Therefore, another potential solution utilised for RAT selection is game theory as presented in [7] that proposed a matching game theoretic approach to ensure stable association among connected Internet of Things (IoT) devices and RATs in a 5G composite environment. To attain stable association, characteristic preference functions have been defined for both IoT devices and RATs that ensure improved energy efficiency, while respecting the RAT’s capacity and reduced cost of connectivity in an autonomic IoT environment. Authors in [8], leveraged the concept of evolutionary game theory to select a suitable network that ensures load balancing in 5G heterogeneous network. An enhanced network load balancing is achieved with a utility function defined as an aggregate function of available network capacity and parameters. Authors in [9] proposed a coherent distributed algorithm called early acceptance that exploits matching game theory to achieve balanced association in 5G HetNets. Moreover, the early acceptance guaranteed faster and energy efficient network selection in comparison to centralised RAT selection approaches. However, the game theoretic approaches turns out to be deficit in terms of stability and adaptability with respect to the scenario.

To address the drawbacks highlighted by the aforementioned methods, artificial intelligence based algorithms emerged as a significant approach that guarantees optimal RAT selection in a highly composite environment on the basis of stored experience samples. Therefore, Authors in [10] proposed a generic mathematical framework based on reinforcement learning model that facilitates optimal RAT selection policy in smart city environment. Authors presented a well-defined reward function that considers the IoT device characteristics and RAT peculiarities to maximise the throughput while reducing energy consumption and cost of connectivity, in accordance with the generated environment-specific alerts. Authors in [11], jointly optimizes the network selection and power control in OFDMA based uplink HetNets by employing the multi-agent DQN method that facilitates enhanced user satisfaction and energy efficient network selection. Moreover, the proposed approach maximises the overall network utility with guaranteed QoS in accordance with the environment dynamics. Mollel et al. proposed an offline intelligent network selection scheme based on DDRL to reduce frequent handovers and facilitate QoS service provisioning. Specifically, the proposed algorithm leverages the historical user trajectory and network topology information to attain optimal base station selection policy, accounting the number of handovers and system throughput.

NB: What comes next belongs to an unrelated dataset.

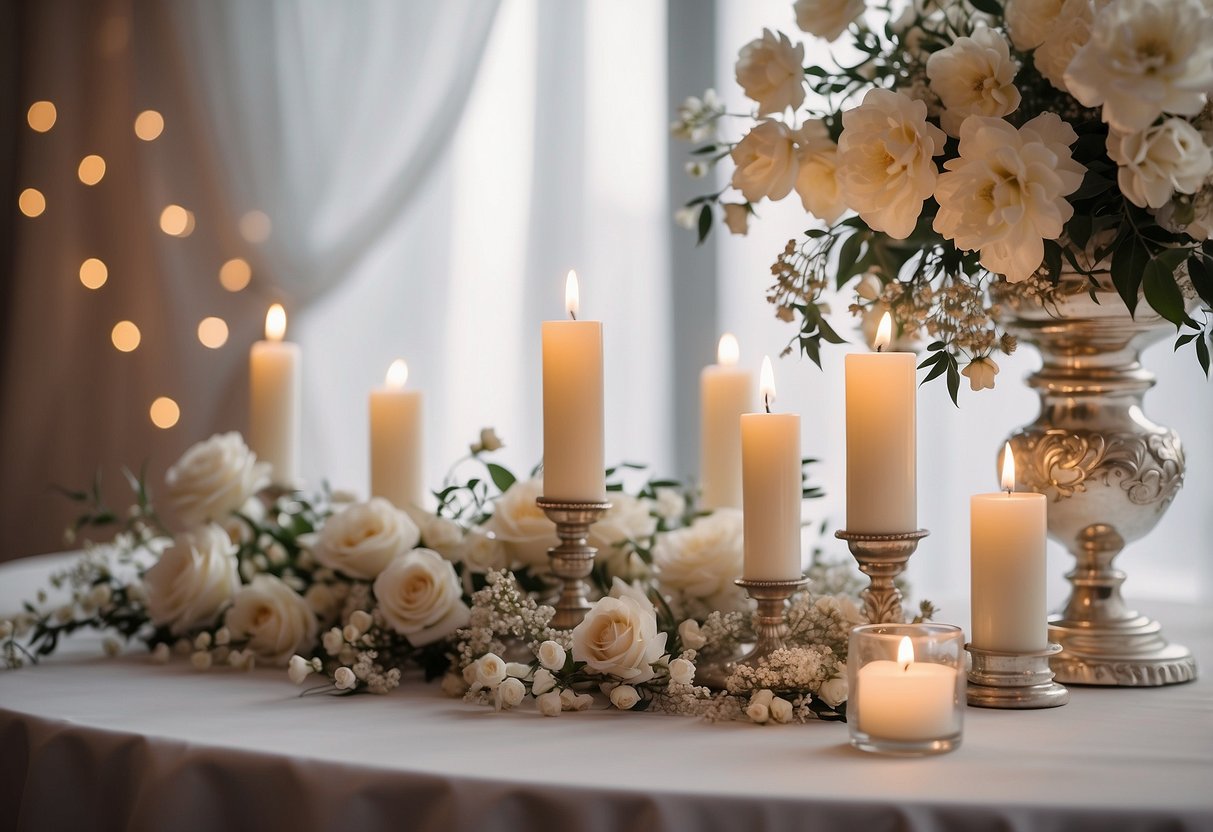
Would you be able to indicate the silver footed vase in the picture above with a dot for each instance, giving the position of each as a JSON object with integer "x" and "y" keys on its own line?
{"x": 1108, "y": 471}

Ma et al. presented a multiagent DQN network selection algorithm based on Nash Q-learning that converges to a optimal policy that maximises system throughput while reducing blocking probability with guaranteed QoS with the help of an explicit reward function. Specifically, the proposed scheme leverages AHP and Gray method to compute the user preferences and discrete time Markov chains to model the network selection problem. Chkirbene et al. developed a novel network selection framework based on DRL method that dynamically adapts over heterogeneous health network to facilitate the medical data delivery. The proposed scheme reduces the energy consumption, latency, monetary cost and distortion while guaranteeing user QoS.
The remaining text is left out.